Effect of high fat diet on maternal behavior, brain‐derived neurotrophic factor and neural stem cell proliferation in mice expressing human placental lactogen during pregnancy

Abstract

AbstractMaternal obesity is a serious health concern because it increases risks of neurological disorders, including anxiety and peripartum depression.
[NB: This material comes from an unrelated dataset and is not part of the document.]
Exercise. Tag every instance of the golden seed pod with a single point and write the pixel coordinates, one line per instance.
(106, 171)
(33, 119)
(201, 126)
In mice, a high fat diet (HFD) in pregnancy can negatively affect placental structure and function as well as maternal behavior reflected by impaired nest building and pup‐retrieval. In humans, maternal obesity in pregnancy is associated with reduced placental lactogen (PL) gene expression, which has been linked to a higher risk of depression. PL acting predominantly through the prolactin receptor maintains energy homeostasis and is a marker of placenta villous trophoblast differentiation during pregnancy. Impaired neurogenesis and low serum levels of brain‐derived neurotrophic factor (BDNF) have also been implicated in depression. Augmented neurogenesis in brain during pregnancy was reported in the subventricular zone (SVZ) of mice at gestation day 7 and linked to increased prolactin receptor signaling. Here, we used transgenic CD‐1 mice that express human (h) PL during pregnancy to investigate whether the negative effects of diet on maternal behavior are mitigated in these (CD‐1[hGH/PL]) mice. Specifically, we examined the effect of a HFD on nest building prepartum and pup retrieval postpartum, as well as on brain BDNF levels and neurogenesis. In contrast to wild‐type CD‐1[WT]mice, CD‐1[hGH/PL] mice displayed significantly less anxiety‐like behavior, and showed no impairment in prepartum nest building or postpartum pup‐retrieval when fed a HFD. Furthermore, the HFD decreased prepartum and increased postpartum BDNF levels in CD‐1[WT] but not CD‐1[hGH/PL] mice. Finally, neurogenesis in the SVZ as well as phosphorylated mitogen‐activated protein kinase, indicative of lactogenic signaling, appeared unaffected by pregnancy and diet at gestation day 7 in CD‐1[hGH/PL] mice. These observations indicate that CD‐1[hGH/PL] mice are resistant to the negative effects of HFD reported for CD‐1[WT] mice, including effects on maternal behaviors and BDNF levels, and potentially, neurogenesis. This difference probably reflects a direct or indirect effect of the products of the hGH/PL transgene.